Managua can be kind of a pass-through city for a lot of tourists just becuase there aren´t exactly many sights to see and it certainly is not a walking city. But we spent a few days going to those few sights and just having fun getting there. The getting there IS always the best part. And in Nicaragua, I have to say that I am completely impressed how efficient their transportation systems are. I was under the impression that the Latin American schedule is somewhat, uh, relaxed. But the buses, which are the main form of transport, leave pretty frequently and on time. And they don´t break down! Which is a huge relief for me! The buses in the city are actually really interesting because they are American school buses that have been partially gutted and installed with bars on the ceiling for people to hold on to. We were so proud of ourselves when we finally rode the buses, for some reason, the locals kept telling us that they were too dangerous. Multiple Nicas(the local slang for Nicaraguan) keep warning us about the dangers to the point of exagurated. I´m not sure if they think we can´t watch out for ourselves or they just want to encourage tourists to take the most expensive route.

I did run into a dangerous situation the other night walking to dinner. We were walking along a fairly busy road and a boy , about 15, approaches us asking for money and offering grass oragami flowers. Because we were walking on a busy road, he was able to corner me up against the wall in a way that I couldn´t quite get away from him. He started bumping up against me, still asking for money and finally he leaned in a spit in my face. Thank God that that he walked away at that point because if he had the nerve to spit on me, I´m sure he could have done worse. I still feel terrible about this situation. It takes serious hatred and contempt for another person to do something like that. It saddens me that this boy could feel that way about me. Cearly I understand that he has had a seriously difficult life and maybe my undeserved luck in life warrants that kind of hatred.

There is poverty in Nica, of course. The clearest example I saw in my short stay thusfar is outside the hosptial in Managua. Sick people set up shacks in a lot adjacent to the hospital because there is not enough space for them and perhaps because they cannot afford the stay.

The most interesting thing about Managua, however, isn´t poverty. The presence of an elite Nica class is in such sharp contrast to the poeple living in poverty. The gap between the two is larger than in any other country I´ve been in. There are malls that house United Colors of Bennetton and Roxy stores and then there are barrios with houses made out of metal sheets. I just couldn´t believe it. We went out on Friday night with some friends we made and the nightlife is equally as elite. They have these complexes with very swanky bars, restaurants and discotheques. People drive nice cars and sing along to American pop songs. Girls wear scandelous dresses and drink with there friends. It´s so similar to America. On some level, I find this enlightening to go to anouther country and be presented with similarities to my own culture. As opposed to just differences.

Our first stop outside of Managua was a trek to San Juan del Sur. It was so easy to get here! Just a few bus transfers and short walks and we were in this incredible surfing oasis. There are an astouding number of young gringos (Spanish for white person OR foreigner) walking the streets. And there are bars and restaurants catering to this niche-like backpackers community. It is so awesome to be around so many young people that are doing exactly what I am doing - wandering around just trying to find something more interesting.

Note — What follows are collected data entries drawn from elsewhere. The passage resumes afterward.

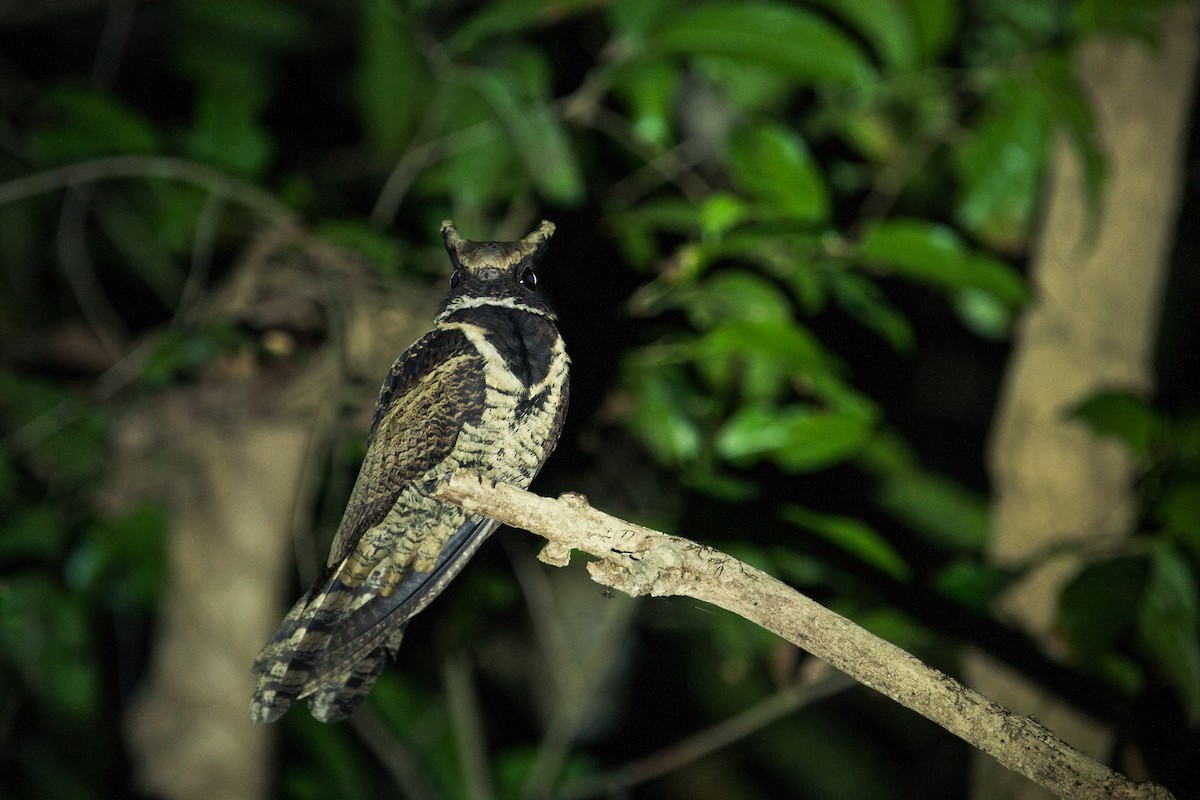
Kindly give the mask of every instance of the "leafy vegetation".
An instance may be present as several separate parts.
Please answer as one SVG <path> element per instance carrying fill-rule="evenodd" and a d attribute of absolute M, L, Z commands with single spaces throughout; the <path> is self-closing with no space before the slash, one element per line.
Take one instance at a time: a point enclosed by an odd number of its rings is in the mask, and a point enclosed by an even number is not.
<path fill-rule="evenodd" d="M 249 346 L 184 320 L 273 222 L 423 281 L 441 279 L 444 218 L 480 239 L 554 219 L 546 283 L 577 388 L 547 484 L 624 472 L 593 502 L 654 486 L 639 516 L 947 669 L 979 631 L 1022 645 L 986 616 L 1016 577 L 982 556 L 990 401 L 954 373 L 985 362 L 975 384 L 994 390 L 1051 144 L 1082 157 L 1089 196 L 1103 185 L 1075 48 L 1148 38 L 1165 3 L 118 5 L 0 31 L 0 759 L 16 776 L 0 796 L 132 791 L 117 727 L 170 510 L 93 502 L 107 437 L 132 398 Z M 925 407 L 959 390 L 955 410 Z M 1143 513 L 1128 551 L 1063 594 L 1070 669 L 1104 695 L 1093 713 L 1152 698 L 1195 736 L 1200 420 L 1124 394 L 1077 413 L 1139 460 Z M 414 626 L 371 703 L 446 797 L 467 776 L 429 665 L 475 643 L 533 669 L 511 651 L 536 647 L 507 566 L 482 558 L 459 583 L 423 623 L 443 633 Z M 655 606 L 640 622 L 608 654 L 619 688 L 557 762 L 537 688 L 480 667 L 497 796 L 546 764 L 550 785 L 584 786 L 796 680 L 797 654 L 741 620 Z M 394 794 L 349 729 L 302 710 L 283 729 L 279 796 Z M 109 735 L 84 748 L 80 731 Z M 865 694 L 745 742 L 664 793 L 952 797 L 965 781 L 961 749 Z"/>

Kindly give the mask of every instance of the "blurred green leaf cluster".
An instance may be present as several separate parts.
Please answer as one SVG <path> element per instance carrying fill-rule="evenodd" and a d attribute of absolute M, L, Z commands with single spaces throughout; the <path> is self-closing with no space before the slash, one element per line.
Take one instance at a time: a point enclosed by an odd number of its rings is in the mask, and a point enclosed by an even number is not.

The beaches are just gorgeous and I actually went surfing. I think I´m addicted! Although I got pretty banged up before I finally got the hang of it. Mel (my travel partner) has some righteous bruises. Its the same thing about riding on a motorcycle that makes it so awesome. There is nothing separating you from the elements. Getting in touch with the rhythm of the ocean is actually a pretty spiritual experience. We were going to leave San Juan today, but its going to be necessary to just stay here until my body can´t surf no mo´.